Nevertheless, I am less optimistic for the medium term. I think the
critical question that all economic players are asking can be formulated as
follows: Who will govern Turkey in the coming years and how will it be
governed? We may begin to glimpse the answer to this question on March 30.
I think Prime Minister Recep Tayyip Erdoğan's new government will be able
to hold out until the local elections. Then the critical issue will be how
much electoral support the Justice and Development Party (AK Party) gets. We
have to consider two scenarios: First, a substantial decline in its public
support, which some estimated at 50 percent before the corruption scandal;
let's say it falls under 45 percent, at least. Second, the party could
sustain very little damage to its support.
Neither of these scenarios disperses the clouds of political uncertainty.
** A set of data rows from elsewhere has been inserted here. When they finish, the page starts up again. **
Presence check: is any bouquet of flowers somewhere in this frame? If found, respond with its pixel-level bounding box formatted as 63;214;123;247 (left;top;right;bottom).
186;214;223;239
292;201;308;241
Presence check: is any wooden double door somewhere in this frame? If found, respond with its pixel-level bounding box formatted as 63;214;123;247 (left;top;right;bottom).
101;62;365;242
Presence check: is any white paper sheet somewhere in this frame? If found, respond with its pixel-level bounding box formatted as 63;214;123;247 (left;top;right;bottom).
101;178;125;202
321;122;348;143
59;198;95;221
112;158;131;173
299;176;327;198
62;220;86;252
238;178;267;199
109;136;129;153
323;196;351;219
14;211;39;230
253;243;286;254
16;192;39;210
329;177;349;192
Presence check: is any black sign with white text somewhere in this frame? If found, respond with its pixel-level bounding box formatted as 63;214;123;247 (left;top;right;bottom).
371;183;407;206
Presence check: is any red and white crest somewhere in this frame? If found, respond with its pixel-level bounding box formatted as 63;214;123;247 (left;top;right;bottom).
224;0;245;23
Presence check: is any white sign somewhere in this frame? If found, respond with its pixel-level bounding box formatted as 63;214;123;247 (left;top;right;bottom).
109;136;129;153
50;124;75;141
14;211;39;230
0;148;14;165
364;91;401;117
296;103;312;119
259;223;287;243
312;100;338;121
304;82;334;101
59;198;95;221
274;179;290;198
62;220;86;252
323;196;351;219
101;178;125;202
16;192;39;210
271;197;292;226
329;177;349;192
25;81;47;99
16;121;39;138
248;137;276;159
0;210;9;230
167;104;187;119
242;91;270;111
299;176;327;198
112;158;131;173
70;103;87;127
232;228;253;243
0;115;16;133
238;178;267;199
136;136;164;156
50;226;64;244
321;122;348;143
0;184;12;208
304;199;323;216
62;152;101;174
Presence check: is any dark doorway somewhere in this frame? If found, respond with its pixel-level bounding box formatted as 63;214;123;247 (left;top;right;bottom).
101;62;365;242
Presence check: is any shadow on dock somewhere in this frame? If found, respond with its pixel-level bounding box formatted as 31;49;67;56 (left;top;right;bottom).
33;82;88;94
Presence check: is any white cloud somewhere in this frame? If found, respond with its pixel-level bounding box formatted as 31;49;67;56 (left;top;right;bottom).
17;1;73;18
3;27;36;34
If the damage to the ruling party is limited, I think the path toward an
authoritarian regime à la Vladimir Putin, including a Russian-style
presidential system, will be basically cleared. This would augur nothing good
for investment in general, and for foreign direct investment (FDI) in
particular, since a drift toward authoritarianism would jeopardize Turkey's EU
bid and damage investor confidence in the rule of law. Let me also note that
most of Turkey's FDI comes from the EU.
If the damage is substantial, I'm afraid that political uncertainty will
not decrease. On the contrary, it will get even worse. Will Mr. Erdoğan
insist on pursuing his presidential ambitions? If the answer is yes, the
result of the presidential election in July must be awaited. If the answer is
no, another question arises: Will he give up political life? The answer to
this question doesn't matter. Should one expect a split in the ruling party
if that happens? As long as these questions remain unanswered, political and
economic reforms will be postponed and all kinds of investment will be
discouraged. This means lower growth and higher unemployment.